« Chapeau à Bölöni… »

L’ancien moteur et Soulier d’Or de Sclessin s’attend à un sursaut mais se demande si le choc contre Anderlecht ne vient pas trop tôt.

Même s’il fait froid, Zonhoven est magnifique sous un léger voile blanc. Wilfried Van Moer vit depuis belle lurette en Campine où il a patiemment retapé une ancienne ferme décorée avec beaucoup de goût. C’est un splendide havre de paix qui mériterait sa place dans les plus grands magazines life style. A 64 ans, déjà, il vit calmement, joue au golf, de préférence dans un pays ensoleillé, en Espagne ou en Croatie, mais le football reste au centre de ses passions. Van Moer ne rate rien de ce qui se passe à Sclessin. Il adore y parler foot avec les frères D’Onofrio et ne cache pas que Laszlo Bölöni l’impressionne malgré l’étonnante cascade de mauvais résultats en championnat et un classement actuel qui suscite les questions.

On ne parle déjà plus que du prochain Standard-Anderlecht : les Bruxellois aborderont la reprise dans un fauteuil le 17 janvier face à des Liégeois qui ne peuvent se permettre le moindre faux-pas, non ?

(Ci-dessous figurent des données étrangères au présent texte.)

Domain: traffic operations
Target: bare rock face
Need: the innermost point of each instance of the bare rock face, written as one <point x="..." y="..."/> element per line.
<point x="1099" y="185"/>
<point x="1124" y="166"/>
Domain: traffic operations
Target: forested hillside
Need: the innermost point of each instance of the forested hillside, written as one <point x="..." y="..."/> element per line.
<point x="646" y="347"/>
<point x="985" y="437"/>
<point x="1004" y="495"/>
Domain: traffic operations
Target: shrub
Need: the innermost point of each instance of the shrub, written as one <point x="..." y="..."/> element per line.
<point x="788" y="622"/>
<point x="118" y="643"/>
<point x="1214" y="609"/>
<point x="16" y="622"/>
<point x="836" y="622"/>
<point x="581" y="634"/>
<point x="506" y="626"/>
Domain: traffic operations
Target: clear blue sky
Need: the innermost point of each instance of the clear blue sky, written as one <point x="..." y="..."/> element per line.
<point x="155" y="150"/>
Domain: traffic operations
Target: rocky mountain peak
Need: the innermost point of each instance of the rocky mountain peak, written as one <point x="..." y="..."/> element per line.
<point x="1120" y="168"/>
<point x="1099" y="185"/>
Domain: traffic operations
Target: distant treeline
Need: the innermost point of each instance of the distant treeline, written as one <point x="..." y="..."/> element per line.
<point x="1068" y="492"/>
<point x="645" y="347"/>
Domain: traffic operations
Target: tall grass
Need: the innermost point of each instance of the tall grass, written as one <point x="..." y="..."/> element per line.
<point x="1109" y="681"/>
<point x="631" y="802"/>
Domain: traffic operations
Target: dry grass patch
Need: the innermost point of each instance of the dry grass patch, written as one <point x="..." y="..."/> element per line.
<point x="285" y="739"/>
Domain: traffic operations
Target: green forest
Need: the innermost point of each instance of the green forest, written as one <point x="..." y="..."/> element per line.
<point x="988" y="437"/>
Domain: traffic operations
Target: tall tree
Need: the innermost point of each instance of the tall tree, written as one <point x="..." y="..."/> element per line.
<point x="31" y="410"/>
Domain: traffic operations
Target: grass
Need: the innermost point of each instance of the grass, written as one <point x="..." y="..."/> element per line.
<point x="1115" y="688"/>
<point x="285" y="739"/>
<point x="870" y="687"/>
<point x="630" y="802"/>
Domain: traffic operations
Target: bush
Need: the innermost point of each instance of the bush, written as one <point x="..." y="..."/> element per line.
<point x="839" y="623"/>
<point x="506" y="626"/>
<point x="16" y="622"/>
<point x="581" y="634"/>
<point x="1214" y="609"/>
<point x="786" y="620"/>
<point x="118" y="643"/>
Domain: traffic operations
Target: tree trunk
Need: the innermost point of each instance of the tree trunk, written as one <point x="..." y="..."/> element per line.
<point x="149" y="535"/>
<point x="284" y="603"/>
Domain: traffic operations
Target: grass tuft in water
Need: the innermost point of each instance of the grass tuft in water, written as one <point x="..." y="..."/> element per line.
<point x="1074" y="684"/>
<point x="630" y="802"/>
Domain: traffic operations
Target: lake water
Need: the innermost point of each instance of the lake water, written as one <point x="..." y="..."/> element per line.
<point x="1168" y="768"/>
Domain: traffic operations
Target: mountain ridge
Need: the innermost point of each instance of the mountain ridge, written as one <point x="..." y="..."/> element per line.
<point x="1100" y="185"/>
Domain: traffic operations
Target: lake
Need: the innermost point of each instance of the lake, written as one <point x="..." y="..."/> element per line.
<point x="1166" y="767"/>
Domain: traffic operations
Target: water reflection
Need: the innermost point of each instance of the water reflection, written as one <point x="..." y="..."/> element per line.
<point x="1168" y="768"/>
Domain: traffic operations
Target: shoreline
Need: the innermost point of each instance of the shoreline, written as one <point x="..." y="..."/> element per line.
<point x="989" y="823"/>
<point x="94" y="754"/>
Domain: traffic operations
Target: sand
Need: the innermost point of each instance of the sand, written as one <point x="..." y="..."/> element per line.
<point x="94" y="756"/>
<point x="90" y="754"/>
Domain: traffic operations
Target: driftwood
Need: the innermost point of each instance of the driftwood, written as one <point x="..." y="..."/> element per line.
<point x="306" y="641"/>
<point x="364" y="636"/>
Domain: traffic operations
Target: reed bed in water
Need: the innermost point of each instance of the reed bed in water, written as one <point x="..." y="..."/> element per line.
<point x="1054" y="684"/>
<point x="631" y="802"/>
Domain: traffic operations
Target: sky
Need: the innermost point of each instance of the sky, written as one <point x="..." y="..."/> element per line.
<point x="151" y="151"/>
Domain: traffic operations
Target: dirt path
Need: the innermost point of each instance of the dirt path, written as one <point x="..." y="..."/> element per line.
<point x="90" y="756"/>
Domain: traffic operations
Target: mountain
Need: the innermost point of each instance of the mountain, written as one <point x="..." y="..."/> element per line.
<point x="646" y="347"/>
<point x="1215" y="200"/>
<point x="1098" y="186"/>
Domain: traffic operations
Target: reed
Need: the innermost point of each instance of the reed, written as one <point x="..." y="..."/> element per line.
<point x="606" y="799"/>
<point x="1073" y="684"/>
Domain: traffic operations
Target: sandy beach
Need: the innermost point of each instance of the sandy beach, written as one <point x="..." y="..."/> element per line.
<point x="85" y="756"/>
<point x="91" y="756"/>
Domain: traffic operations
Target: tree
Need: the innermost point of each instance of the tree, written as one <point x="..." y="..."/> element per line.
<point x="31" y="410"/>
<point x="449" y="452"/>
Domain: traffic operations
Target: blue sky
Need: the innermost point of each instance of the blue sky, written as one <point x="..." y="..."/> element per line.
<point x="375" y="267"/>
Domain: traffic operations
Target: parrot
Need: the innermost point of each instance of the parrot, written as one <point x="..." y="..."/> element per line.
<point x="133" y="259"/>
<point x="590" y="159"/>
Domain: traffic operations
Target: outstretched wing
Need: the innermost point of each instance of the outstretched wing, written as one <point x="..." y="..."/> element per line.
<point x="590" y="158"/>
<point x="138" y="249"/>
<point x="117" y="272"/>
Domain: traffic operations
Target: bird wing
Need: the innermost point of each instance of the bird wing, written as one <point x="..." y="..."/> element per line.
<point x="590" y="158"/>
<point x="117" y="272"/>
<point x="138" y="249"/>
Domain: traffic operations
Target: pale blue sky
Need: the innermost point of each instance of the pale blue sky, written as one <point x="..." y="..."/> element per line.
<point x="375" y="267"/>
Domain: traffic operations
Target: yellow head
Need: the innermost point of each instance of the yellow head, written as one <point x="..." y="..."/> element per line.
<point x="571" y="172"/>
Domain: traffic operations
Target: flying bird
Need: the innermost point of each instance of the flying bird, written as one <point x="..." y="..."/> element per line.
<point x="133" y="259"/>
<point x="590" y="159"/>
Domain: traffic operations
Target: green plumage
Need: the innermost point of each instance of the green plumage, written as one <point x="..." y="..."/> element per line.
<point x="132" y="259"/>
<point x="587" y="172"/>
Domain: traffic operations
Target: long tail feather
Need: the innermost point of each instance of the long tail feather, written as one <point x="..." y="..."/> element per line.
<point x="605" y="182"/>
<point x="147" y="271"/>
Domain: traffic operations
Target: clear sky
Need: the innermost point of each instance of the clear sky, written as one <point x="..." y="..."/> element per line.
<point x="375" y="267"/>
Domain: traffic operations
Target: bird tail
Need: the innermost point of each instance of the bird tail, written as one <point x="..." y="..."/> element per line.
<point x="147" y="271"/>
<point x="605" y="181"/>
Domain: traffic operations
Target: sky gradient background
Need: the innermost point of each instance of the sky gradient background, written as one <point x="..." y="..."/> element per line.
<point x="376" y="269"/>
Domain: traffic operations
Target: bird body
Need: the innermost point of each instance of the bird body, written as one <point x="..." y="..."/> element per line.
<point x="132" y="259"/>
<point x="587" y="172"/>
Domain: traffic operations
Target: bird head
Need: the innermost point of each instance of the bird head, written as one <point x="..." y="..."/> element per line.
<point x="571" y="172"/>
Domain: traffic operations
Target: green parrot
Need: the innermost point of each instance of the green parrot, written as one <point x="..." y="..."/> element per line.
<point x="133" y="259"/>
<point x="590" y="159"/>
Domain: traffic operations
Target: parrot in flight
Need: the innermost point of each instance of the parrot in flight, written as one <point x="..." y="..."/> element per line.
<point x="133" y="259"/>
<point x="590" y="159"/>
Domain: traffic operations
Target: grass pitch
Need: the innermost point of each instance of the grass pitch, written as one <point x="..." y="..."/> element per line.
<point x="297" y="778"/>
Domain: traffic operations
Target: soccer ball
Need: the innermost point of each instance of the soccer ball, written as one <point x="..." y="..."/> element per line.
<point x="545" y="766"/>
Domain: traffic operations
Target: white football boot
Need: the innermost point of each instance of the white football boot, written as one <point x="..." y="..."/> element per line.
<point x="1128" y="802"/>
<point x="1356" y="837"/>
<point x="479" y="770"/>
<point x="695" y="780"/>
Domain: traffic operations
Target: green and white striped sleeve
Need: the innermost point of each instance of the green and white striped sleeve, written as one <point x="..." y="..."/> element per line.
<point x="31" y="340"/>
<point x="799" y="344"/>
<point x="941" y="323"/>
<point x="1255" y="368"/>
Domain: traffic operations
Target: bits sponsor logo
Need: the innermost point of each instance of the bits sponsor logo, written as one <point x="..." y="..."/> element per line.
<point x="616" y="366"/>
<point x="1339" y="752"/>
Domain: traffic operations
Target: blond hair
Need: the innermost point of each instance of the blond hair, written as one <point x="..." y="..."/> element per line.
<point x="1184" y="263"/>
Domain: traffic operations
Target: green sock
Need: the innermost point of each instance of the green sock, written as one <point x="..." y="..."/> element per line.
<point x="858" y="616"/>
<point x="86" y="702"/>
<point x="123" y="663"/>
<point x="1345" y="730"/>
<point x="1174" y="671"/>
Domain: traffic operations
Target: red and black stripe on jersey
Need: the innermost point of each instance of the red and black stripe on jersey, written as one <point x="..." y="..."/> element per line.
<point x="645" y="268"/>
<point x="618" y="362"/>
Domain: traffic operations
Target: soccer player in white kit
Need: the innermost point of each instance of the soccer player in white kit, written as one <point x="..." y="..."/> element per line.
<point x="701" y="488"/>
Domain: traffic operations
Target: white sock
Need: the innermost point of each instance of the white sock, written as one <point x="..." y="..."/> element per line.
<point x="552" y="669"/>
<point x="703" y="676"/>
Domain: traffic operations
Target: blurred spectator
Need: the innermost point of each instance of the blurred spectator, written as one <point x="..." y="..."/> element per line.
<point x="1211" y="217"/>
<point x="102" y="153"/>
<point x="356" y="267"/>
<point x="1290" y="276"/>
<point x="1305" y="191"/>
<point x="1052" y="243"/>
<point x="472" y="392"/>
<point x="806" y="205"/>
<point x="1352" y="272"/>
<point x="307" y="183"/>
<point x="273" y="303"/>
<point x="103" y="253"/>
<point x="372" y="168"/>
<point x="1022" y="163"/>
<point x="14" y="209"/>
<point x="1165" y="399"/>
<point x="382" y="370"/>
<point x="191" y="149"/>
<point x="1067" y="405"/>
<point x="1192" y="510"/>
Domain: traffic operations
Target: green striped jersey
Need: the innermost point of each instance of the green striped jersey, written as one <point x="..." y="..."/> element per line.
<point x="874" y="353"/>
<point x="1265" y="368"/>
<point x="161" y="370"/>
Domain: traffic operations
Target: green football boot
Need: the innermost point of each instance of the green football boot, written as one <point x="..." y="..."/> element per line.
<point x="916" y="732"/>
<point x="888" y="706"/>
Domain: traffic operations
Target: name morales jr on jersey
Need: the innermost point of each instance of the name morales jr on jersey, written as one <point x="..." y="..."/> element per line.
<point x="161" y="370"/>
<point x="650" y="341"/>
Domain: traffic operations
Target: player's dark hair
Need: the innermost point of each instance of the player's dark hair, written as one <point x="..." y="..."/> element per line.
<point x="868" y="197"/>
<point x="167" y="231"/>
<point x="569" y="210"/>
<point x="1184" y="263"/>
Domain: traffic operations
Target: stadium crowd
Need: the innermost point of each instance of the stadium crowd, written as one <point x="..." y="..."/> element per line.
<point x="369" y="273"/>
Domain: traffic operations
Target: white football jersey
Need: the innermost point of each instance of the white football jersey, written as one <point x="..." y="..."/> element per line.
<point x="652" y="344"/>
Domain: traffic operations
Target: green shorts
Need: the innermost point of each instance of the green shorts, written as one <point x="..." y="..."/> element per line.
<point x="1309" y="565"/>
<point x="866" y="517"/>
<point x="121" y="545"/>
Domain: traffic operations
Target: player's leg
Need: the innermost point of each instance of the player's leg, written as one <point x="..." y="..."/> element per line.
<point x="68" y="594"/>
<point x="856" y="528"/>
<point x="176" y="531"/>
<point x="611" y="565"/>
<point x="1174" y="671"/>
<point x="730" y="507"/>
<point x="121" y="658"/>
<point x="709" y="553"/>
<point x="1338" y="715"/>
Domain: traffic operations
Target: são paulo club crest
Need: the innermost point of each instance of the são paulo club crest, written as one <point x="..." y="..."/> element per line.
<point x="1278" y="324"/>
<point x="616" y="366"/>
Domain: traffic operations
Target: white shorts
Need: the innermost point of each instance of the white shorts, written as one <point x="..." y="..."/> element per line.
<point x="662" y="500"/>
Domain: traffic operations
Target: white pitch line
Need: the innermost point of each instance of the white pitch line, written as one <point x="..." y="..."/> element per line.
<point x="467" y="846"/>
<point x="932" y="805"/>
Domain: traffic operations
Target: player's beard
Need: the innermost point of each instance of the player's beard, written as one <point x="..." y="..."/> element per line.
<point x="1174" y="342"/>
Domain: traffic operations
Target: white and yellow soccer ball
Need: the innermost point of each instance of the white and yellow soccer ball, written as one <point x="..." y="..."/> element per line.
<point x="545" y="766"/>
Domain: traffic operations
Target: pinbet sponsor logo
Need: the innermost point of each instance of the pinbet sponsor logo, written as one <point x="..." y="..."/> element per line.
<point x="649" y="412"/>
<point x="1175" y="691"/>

Wilfried Van Moer : Oui, c’est tout à fait exact mais, au-delà des réalités du classement général, cela reste un match de prestige. Anderlecht l’aborde à un bon moment par rapport au Standard. Car la petite interruption est la bienvenue pour les Liégeois qui cherchent la bonne carburation en championnat. Cet arrêt permettra aux joueurs, au coach et au staff technique de prendre un peu de recul par rapport à la difficulté de leur situation. Je crains cependant que ce choc contre Anderlecht ne survienne un peu trop tôt.

Pourquoi ?

Steven Defour, Igor de Camargo, Milan Jovanovic et les autres blessés seront-ils rétablis ? Defour devrait être très prudent. Il travaille beaucoup, je sais, mais de là à précipiter son retour, il y a de la marge. En cas de rechute, il ruinerait tous ses projets pour la deuxième partie de la saison : ce serait dramatique pour lui et pour son club. Même si les deux équipes ont pu souffler, Bölöni doit gérer actuellement plus de gros problèmes qu’Ariel Jacobs. Je prévois un Anderlecht patient, qui exploitera chaque bon moment. Mais Bölöni est aussi un stratège qui sait poser des problèmes tactiques à ses opposants. Il doit certainement réfléchir à un plan. A mon avis, Anderlecht sera champion mais le Standard ne peut pas se permettre de rater le top 6. Ce serait un solide recul après deux titres. Le Standard aura l’avantage de se produire dans son stade. Un nul conviendrait à Anderlecht, pas au Standard. J’espère…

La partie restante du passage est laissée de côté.